Typically, policies purchased through Citizens are more expensive than coverage purchased with a private insurance company.

For more on this type of coverage, check out the Louisiana Citizens Property Insurance Corp. website.

What can I do if I can't get homeowners insurance in Louisiana?

As with windstorm insurance, some property owners in Louisiana might find it difficult to secure overall homeowners insurance coverage in the private market. The Louisiana Citizens Property Insurance Corp is the insurer of last resort in the state, and offers policies to those who cannot get coverage elsewhere. For more information, visit the organization's website.

Where do I get claims processing info or file a complaint?

In rare cases, you may end up in a dispute with your Louisiana homeowners insurance provider. If this occurs, you can turn to the LDI for help. The department can investigate your complaint against an insurer, agent or adjuster.

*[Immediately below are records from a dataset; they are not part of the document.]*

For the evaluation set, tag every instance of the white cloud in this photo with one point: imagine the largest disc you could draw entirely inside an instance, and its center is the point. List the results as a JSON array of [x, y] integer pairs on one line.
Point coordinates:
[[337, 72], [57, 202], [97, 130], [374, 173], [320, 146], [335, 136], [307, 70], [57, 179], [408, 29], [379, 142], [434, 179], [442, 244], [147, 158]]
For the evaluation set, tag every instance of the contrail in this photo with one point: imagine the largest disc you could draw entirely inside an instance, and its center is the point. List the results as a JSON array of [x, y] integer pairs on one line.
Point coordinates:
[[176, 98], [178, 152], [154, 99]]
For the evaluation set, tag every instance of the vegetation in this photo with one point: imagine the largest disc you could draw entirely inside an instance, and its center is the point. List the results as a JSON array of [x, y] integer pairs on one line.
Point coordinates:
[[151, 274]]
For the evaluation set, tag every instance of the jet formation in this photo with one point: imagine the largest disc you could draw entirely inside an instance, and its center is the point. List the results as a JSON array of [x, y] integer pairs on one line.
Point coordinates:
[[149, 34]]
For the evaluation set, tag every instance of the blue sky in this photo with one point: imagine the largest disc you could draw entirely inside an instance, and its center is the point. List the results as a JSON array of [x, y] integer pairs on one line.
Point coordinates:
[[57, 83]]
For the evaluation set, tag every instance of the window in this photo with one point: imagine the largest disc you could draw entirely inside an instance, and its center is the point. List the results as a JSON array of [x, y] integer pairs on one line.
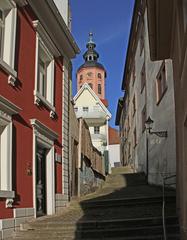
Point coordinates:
[[99, 75], [45, 78], [143, 118], [7, 33], [85, 109], [89, 74], [161, 85], [46, 51], [96, 130], [91, 85], [143, 78], [6, 146], [99, 88]]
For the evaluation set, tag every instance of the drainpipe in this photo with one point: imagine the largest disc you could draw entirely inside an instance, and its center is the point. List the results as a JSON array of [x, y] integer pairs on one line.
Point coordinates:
[[79, 156]]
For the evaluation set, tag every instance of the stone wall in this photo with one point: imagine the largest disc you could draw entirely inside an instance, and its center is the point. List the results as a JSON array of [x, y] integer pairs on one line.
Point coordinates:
[[90, 180]]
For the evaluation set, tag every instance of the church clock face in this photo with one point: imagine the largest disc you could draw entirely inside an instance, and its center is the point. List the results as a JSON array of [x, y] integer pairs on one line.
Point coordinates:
[[89, 74]]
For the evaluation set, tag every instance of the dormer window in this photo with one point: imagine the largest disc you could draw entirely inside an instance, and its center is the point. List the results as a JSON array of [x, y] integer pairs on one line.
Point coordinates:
[[99, 75], [8, 14]]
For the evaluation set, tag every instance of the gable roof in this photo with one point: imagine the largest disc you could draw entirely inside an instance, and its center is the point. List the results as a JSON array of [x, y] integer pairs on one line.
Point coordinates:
[[113, 136], [87, 87]]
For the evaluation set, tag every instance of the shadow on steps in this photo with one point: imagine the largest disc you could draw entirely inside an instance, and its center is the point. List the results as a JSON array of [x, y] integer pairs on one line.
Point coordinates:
[[127, 208]]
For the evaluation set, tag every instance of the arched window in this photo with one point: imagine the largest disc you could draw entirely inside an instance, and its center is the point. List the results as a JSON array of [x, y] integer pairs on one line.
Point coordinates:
[[99, 75], [99, 88], [91, 85]]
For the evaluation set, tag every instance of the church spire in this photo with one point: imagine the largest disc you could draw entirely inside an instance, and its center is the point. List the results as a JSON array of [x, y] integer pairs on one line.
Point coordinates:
[[91, 55]]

The LDI also can help provide you with consumer information and – if necessary –enforce Louisiana insurance laws. Among other things, the department says it can help with questions about:

  • Cancellation of a policy
  • Nonrenewal of a policy
  • Premiums you are being charged
  • Unsatisfactory settlement of a claim

To file a complaint, visit the LDI website and fill out a complaint form. Typically, you will hear back from the department within a week of filing a claim. You will be asked to send copies of documents relevant to the case.

You will receive status reports as your case progress. It takes an average of 45 days to fully investigate a claim, according to the LDI.

There are several things the department cannot do on your behalf. The LDI cannot:

  • Act as your attorney or providing legal advice
  • Interfere in a pending lawsuit
  • Decide disputes involving questions of fact, such as who is negligent or at fault

For more information, call 1-800-259-5300.

Methodology: in 2016 commissioned Quadrant Information Systems to field home insurance rates from major insurers in each state for nearly all ZIP codes in the country for 75 coverage levels based on various dwelling and deductible limits. The homeowner profile is a 35-year-old married applicant with excellent insurance score; new business HO3 policy for house built in 2000 with frame construction and composition roof. Other Structures: 10%. Loss of Use defaulted: 10%. Personal Property defaulted: 50%. Guest Medical limit: $5,000. Personal property: 50% of dwelling coverage for actual cash value.